I bought this guy as a "Black Piranha" so im Guessing its a S. Rhom I had it for 3 years now so i just wanna know for sure


----------



## deadfish (Jul 12, 2006)

Looks like my sanchezi


----------



## jordan123 (May 16, 2007)

Yea i tried to id it form the pics on this site but it looks like alot of them


----------



## SUS (Mar 10, 2007)

I would also say S. Sanchezi


----------



## blackmaskelongatus (May 25, 2007)

i was gona be the fist poster sayin sanchez!


----------



## jordan123 (May 16, 2007)

Whats another name for them and does anyone have adult pics of one?


----------



## ChilDawg (Apr 30, 2006)

http://www.piranha-fury.com/information/pr...cat=p&id=14


----------



## ChilDawg (Apr 30, 2006)

BTW, there aren't any English common names out there besides Sanchez's Piranha (at least according to FishBase)...but that's okay, because _Serrasalmus sanchezi_ is not a hard name to remember and is commonly used in the piranha world.


----------



## Defuser (Jul 27, 2007)

sanchezi for sure


----------



## SNAKEBITE (Oct 7, 2006)

*S. Sanchezi*, At 1" Serrasalmus species are hard to identify. Since "black Rhoms" are from peru and so are the sanchezi they get misidentified, This is a very common mistake with the suppiler



jordan123 said:


> Whats another name for them and does anyone have adult pics of one?


Some common names would be; Spilo CF,Ruby-Red Piranha, Red-Throated Diamond Piranha.


----------



## hastatus (Jan 16, 2003)

> ChilDawg Posted Today, 09:31 AM
> BTW, there aren't any English common names out there besides Sanchez's Piranha (at least according to FishBase)...but that's okay, because Serrasalmus sanchezi is not a hard name to remember *and is commonly used in the piranha world. *


Very true. However, locally it is also called Piranha pecho rojo = red-breasted piranha. But that would be confusing as the common red-bellied piranha is red breasted to. Dealers have added some pretty cool common names, but I certainly would not use SPILO CF as a common name for this species as that is even more confusing since it is NOT a spilopleura member complex form.


----------



## SNAKEBITE (Oct 7, 2006)

hastatus said:


> > ChilDawg Posted Today, 09:31 AM
> > BTW, there aren't any English common names out there besides Sanchez's Piranha (at least according to FishBase)...but that's okay, because Serrasalmus sanchezi is not a hard name to remember *and is commonly used in the piranha world. *
> 
> 
> Very true. However, locally it is also called Piranha pecho rojo = red-breasted piranha. But that would be confusing as the common red-bellied piranha is red breasted to. Dealers have added some pretty cool common names, *but I certainly would not use SPILO CF as a common name for this species as that is even more confusing since it is NOT a spilopleura member complex form*.

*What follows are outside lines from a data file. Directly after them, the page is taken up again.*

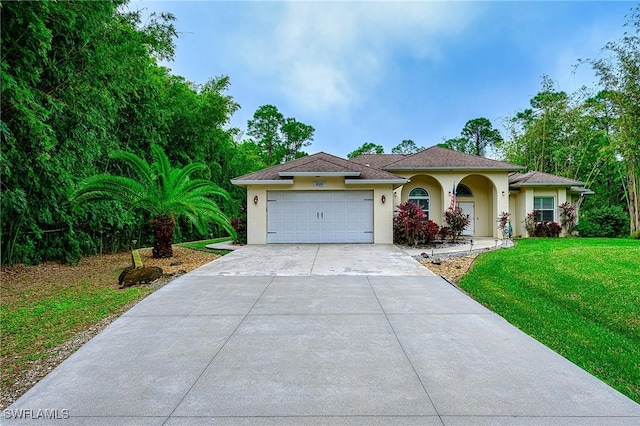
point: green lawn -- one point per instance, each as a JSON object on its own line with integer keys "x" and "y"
{"x": 201, "y": 245}
{"x": 578, "y": 296}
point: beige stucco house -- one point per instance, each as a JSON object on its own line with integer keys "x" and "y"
{"x": 322, "y": 198}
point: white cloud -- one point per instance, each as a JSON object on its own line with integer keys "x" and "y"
{"x": 327, "y": 56}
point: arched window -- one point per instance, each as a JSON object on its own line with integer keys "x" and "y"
{"x": 463, "y": 190}
{"x": 420, "y": 196}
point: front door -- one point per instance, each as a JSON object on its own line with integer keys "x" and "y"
{"x": 468, "y": 208}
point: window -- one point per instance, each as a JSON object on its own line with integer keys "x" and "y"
{"x": 463, "y": 190}
{"x": 546, "y": 207}
{"x": 420, "y": 196}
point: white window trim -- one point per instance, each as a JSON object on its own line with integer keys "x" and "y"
{"x": 421, "y": 197}
{"x": 552, "y": 209}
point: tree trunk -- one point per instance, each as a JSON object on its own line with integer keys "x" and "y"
{"x": 163, "y": 227}
{"x": 634, "y": 201}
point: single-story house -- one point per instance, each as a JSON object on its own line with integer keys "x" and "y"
{"x": 322, "y": 198}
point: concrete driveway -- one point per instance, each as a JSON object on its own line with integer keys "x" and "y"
{"x": 356, "y": 334}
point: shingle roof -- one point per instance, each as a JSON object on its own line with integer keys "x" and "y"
{"x": 437, "y": 158}
{"x": 434, "y": 158}
{"x": 534, "y": 178}
{"x": 377, "y": 160}
{"x": 317, "y": 163}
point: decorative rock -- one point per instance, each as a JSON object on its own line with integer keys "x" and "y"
{"x": 142, "y": 275}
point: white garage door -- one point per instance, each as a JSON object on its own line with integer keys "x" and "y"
{"x": 320, "y": 217}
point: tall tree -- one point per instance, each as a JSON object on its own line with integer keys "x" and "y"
{"x": 280, "y": 139}
{"x": 68, "y": 71}
{"x": 619, "y": 72}
{"x": 366, "y": 148}
{"x": 265, "y": 129}
{"x": 476, "y": 137}
{"x": 163, "y": 191}
{"x": 296, "y": 135}
{"x": 407, "y": 146}
{"x": 481, "y": 135}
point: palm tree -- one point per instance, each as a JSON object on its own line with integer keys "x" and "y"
{"x": 164, "y": 191}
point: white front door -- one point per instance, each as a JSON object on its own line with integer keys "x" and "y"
{"x": 320, "y": 217}
{"x": 468, "y": 208}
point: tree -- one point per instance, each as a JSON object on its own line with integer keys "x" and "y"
{"x": 280, "y": 139}
{"x": 265, "y": 128}
{"x": 165, "y": 192}
{"x": 619, "y": 72}
{"x": 481, "y": 135}
{"x": 407, "y": 146}
{"x": 69, "y": 71}
{"x": 296, "y": 135}
{"x": 366, "y": 148}
{"x": 476, "y": 137}
{"x": 456, "y": 144}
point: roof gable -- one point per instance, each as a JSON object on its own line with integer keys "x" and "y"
{"x": 320, "y": 164}
{"x": 535, "y": 178}
{"x": 435, "y": 158}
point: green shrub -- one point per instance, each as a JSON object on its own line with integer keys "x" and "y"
{"x": 603, "y": 222}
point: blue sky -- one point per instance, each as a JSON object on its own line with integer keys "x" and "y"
{"x": 386, "y": 71}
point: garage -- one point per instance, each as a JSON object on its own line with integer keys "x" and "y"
{"x": 320, "y": 217}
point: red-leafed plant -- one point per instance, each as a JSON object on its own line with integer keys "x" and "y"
{"x": 568, "y": 217}
{"x": 411, "y": 227}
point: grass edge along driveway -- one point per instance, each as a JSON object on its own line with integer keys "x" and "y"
{"x": 578, "y": 296}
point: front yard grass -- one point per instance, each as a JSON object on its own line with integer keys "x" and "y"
{"x": 43, "y": 308}
{"x": 578, "y": 296}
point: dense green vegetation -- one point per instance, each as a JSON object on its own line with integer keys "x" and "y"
{"x": 164, "y": 192}
{"x": 580, "y": 297}
{"x": 81, "y": 80}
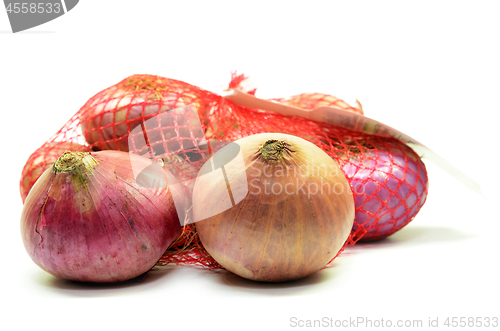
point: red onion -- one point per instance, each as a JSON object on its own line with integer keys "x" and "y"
{"x": 89, "y": 219}
{"x": 41, "y": 160}
{"x": 110, "y": 116}
{"x": 389, "y": 186}
{"x": 273, "y": 207}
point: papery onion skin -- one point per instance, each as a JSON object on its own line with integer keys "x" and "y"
{"x": 41, "y": 160}
{"x": 277, "y": 236}
{"x": 390, "y": 187}
{"x": 97, "y": 223}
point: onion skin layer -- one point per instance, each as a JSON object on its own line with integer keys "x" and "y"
{"x": 277, "y": 236}
{"x": 99, "y": 224}
{"x": 390, "y": 187}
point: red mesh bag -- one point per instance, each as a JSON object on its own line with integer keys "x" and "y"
{"x": 388, "y": 179}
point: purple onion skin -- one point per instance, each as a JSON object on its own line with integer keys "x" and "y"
{"x": 389, "y": 189}
{"x": 111, "y": 231}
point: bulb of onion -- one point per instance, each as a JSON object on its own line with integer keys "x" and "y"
{"x": 111, "y": 115}
{"x": 42, "y": 159}
{"x": 89, "y": 219}
{"x": 390, "y": 186}
{"x": 277, "y": 209}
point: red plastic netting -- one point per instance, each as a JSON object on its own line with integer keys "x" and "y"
{"x": 388, "y": 179}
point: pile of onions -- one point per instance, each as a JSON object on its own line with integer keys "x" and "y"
{"x": 90, "y": 219}
{"x": 109, "y": 117}
{"x": 41, "y": 160}
{"x": 390, "y": 187}
{"x": 272, "y": 207}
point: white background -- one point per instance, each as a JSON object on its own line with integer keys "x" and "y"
{"x": 428, "y": 68}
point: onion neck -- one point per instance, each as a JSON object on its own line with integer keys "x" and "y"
{"x": 79, "y": 164}
{"x": 274, "y": 150}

I agree frank, but it also appears suppilers and dealers sale S. sanchezi as Spilo CF...misinterpet and commonly used, so I would think it would be a common name

but back on topic

*S. Sanchezi*


----------



## hastatus (Jan 16, 2003)

> I agree frank, but it also appears suppilers and dealers sale S. sanchezi as Spilo CF...misinterpet and commonly used, so I would think it would be a common name


I fully understand its use by dealers. But I also stated my opinion (and correctly) that it is a wrong common name to apply for this species. Oh well. ID is complete.


----------



## jordan123 (May 16, 2007)

thank you


----------